The engineered strain developed in this study could serve as a novel chassis for future synthetic biology and metabolic engineering strategies aimed at constructing microbial platforms for PET biodegradation and valorization.50 To advance this goal, enhancing the performance of artificial PETases designed from E. coli proteins may be valuable, either as a prerequisite or in parallel. Such improvements could include the computational redesign of their artificially introduced active sites as well as their pockets, substrate tunnels, or protein surfaces, as has been effectively applied to other hydrolases for near-complete PET depolymerization under industrially relevant conditions.19 However, this could be challenging because these improvements in PETase activity should occur without affecting the native function of the proteins. Although increasing PETase thermostability is often beneficial, it may not be a priority in E. coli-based systems because of the temperature limitation of the organism at 37°C. In contrast, introducing the GenRewire strategy into alternative microbial hosts, particularly thermophiles, may allow PET depolymerization at elevated temperatures,8 where polymer chains become more flexible and accessible to enzymatic attack by repurposed proteins.51
Limitations of the study
A limitation of this study is that the ability of the engineered strain to metabolize EG was not directly verified through analytical measurements. EG utilization was inferred from the presence and expression of heterologous EG-catabolic genes, which enable its use as a growth-supporting carbon source; however, the actual contribution of EG to cellular metabolism, particularly in the presence of glycerol, could not be mechanistically clarified, as has been reported by others.42^,^43 In addition, terephthalic acid accumulated in the culture and was not assimilated by the engineered strain, so its impact on overall cellular metabolism has not been verified.
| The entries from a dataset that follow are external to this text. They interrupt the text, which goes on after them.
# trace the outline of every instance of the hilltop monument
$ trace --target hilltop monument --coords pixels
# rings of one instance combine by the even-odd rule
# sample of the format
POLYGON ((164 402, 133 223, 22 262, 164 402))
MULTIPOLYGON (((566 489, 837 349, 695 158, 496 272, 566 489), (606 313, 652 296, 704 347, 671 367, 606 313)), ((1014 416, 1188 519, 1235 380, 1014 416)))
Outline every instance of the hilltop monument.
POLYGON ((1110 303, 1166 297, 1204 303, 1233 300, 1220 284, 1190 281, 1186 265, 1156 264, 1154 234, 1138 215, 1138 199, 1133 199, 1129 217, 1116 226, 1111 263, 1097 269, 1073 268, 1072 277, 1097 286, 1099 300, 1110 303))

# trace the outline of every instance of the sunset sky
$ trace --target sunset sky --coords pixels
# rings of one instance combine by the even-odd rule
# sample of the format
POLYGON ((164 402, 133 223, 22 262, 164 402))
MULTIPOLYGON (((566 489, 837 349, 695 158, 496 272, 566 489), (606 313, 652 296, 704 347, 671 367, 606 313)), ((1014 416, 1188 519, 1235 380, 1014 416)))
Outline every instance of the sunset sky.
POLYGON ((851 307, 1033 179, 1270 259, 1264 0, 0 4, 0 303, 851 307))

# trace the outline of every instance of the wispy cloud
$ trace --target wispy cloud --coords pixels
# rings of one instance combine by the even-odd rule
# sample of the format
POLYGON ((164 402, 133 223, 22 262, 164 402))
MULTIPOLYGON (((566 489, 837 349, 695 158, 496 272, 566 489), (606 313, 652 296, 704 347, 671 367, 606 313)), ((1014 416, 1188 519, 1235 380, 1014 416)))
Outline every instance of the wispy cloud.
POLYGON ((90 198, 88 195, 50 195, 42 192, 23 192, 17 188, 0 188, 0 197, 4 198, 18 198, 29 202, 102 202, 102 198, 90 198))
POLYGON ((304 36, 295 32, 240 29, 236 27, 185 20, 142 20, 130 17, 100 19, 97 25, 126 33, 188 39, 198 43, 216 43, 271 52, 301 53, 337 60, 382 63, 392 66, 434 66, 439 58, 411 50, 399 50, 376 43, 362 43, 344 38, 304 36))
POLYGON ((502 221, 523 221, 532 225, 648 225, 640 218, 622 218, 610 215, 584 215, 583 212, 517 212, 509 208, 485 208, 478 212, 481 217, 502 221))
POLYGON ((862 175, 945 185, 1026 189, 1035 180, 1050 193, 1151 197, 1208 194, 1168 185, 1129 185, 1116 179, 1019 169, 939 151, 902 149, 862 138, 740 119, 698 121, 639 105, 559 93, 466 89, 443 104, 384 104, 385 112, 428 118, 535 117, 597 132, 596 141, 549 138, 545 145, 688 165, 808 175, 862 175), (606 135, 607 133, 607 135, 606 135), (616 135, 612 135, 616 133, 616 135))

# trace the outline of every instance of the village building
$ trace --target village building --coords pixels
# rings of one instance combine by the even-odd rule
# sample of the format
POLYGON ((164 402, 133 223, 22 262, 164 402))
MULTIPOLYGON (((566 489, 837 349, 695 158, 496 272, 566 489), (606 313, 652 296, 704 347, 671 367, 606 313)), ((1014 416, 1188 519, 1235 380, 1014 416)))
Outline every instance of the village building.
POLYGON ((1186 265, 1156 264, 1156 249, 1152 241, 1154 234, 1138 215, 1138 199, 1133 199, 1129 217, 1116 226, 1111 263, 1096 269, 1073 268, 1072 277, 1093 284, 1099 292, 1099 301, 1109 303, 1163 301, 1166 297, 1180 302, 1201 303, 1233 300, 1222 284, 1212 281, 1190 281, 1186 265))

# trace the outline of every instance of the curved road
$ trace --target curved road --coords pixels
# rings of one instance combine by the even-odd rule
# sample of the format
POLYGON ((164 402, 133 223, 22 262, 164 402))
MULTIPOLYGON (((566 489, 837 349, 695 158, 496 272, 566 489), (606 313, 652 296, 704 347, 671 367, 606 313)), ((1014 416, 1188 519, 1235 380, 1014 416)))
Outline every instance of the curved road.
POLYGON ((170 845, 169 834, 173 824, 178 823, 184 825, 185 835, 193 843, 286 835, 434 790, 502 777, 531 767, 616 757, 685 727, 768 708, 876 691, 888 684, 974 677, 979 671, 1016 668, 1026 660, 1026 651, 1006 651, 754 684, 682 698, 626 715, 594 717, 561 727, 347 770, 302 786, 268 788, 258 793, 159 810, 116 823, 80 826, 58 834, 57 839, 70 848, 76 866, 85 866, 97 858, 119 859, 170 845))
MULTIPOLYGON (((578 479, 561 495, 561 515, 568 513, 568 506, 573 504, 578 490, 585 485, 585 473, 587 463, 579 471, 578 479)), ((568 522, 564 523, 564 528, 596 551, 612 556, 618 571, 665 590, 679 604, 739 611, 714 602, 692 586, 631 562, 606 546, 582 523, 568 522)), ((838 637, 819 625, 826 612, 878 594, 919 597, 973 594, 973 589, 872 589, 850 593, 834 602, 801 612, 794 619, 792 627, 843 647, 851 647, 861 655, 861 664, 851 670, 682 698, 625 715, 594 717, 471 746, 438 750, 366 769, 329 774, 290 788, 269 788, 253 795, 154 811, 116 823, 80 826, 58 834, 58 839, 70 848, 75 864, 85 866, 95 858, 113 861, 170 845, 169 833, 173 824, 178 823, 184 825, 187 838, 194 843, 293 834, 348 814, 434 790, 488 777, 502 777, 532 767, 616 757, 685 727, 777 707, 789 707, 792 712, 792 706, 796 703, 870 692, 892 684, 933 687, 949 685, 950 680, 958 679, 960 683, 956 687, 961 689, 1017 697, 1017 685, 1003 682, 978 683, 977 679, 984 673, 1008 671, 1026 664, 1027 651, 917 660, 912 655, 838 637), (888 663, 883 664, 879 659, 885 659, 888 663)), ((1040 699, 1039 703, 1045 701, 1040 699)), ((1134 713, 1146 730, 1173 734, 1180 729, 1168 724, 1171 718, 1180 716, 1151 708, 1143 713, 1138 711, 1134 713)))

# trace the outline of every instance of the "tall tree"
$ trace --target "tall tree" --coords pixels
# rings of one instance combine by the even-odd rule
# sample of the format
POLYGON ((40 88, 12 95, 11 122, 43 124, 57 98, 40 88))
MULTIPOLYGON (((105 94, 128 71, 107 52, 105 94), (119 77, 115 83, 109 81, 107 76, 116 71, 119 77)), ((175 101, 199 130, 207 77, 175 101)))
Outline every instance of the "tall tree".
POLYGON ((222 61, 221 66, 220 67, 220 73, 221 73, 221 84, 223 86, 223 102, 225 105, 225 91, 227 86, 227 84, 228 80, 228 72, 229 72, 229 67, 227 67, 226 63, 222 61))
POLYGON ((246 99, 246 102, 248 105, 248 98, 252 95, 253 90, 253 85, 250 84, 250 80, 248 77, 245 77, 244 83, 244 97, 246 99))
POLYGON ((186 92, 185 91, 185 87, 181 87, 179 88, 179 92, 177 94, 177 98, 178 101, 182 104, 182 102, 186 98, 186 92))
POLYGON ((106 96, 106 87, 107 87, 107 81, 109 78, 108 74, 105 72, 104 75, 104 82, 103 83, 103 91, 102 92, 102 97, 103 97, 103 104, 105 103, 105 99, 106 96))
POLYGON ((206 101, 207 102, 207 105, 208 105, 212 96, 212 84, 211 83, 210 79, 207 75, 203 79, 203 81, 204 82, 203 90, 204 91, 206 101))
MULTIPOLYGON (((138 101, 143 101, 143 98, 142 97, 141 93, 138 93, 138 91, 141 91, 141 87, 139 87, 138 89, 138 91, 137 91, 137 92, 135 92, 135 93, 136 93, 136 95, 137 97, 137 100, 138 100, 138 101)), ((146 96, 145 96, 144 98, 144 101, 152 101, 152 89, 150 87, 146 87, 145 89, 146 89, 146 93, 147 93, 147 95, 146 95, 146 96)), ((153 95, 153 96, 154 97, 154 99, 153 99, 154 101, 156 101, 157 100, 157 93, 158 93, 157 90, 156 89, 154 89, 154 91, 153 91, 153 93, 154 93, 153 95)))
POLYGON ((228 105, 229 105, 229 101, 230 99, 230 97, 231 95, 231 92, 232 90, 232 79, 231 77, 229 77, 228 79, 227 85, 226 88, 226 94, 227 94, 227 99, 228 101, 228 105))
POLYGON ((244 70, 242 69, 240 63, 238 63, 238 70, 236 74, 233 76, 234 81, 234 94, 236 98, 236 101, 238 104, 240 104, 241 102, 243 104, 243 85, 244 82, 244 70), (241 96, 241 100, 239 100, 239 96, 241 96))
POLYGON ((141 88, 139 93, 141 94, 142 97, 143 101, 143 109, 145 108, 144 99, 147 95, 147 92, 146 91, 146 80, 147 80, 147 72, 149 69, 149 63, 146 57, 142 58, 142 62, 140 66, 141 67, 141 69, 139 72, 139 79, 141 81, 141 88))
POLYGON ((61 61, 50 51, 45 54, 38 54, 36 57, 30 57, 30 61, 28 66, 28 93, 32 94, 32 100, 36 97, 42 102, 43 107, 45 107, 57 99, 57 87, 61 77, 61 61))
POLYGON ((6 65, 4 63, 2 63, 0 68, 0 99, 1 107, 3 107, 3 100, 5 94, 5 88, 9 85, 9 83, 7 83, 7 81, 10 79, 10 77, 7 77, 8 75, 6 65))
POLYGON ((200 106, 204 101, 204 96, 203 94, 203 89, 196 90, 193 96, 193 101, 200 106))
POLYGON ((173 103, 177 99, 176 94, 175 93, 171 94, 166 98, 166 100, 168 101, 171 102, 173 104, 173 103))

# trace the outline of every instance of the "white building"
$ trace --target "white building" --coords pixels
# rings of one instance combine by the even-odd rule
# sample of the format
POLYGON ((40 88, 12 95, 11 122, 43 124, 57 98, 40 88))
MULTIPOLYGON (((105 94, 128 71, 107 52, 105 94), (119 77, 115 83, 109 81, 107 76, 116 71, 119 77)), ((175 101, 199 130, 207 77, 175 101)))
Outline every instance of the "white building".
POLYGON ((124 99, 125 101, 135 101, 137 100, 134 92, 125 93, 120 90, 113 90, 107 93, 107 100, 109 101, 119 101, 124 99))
Although PET hydrolysis by the engineered strain provides functional evidence of direct access of the engineered catalytic triad in OmpA_m_ to insoluble polymeric substrates, implying that the active site is accessible on the external face of the outer membrane, consistent with its predicted topology, the precise positioning of the active site remains to be experimentally confirmed. These limitations do not affect the conceptual advance demonstrated here but highlight areas where deeper mechanistic validation of both metabolic and structural aspects will be required.
Resource availability
Lead contact
Requests for further information and resources should be directed to and will be fulfilled by the lead contact, Manuel Ferrer ([email protected]).
Materials availability
Plasmids and bacterial strains generated in this study are available upon request to the lead contact. Identifiers of bacterial strains generated are listed in the key resources table. This study did not generate additional new unique reagents.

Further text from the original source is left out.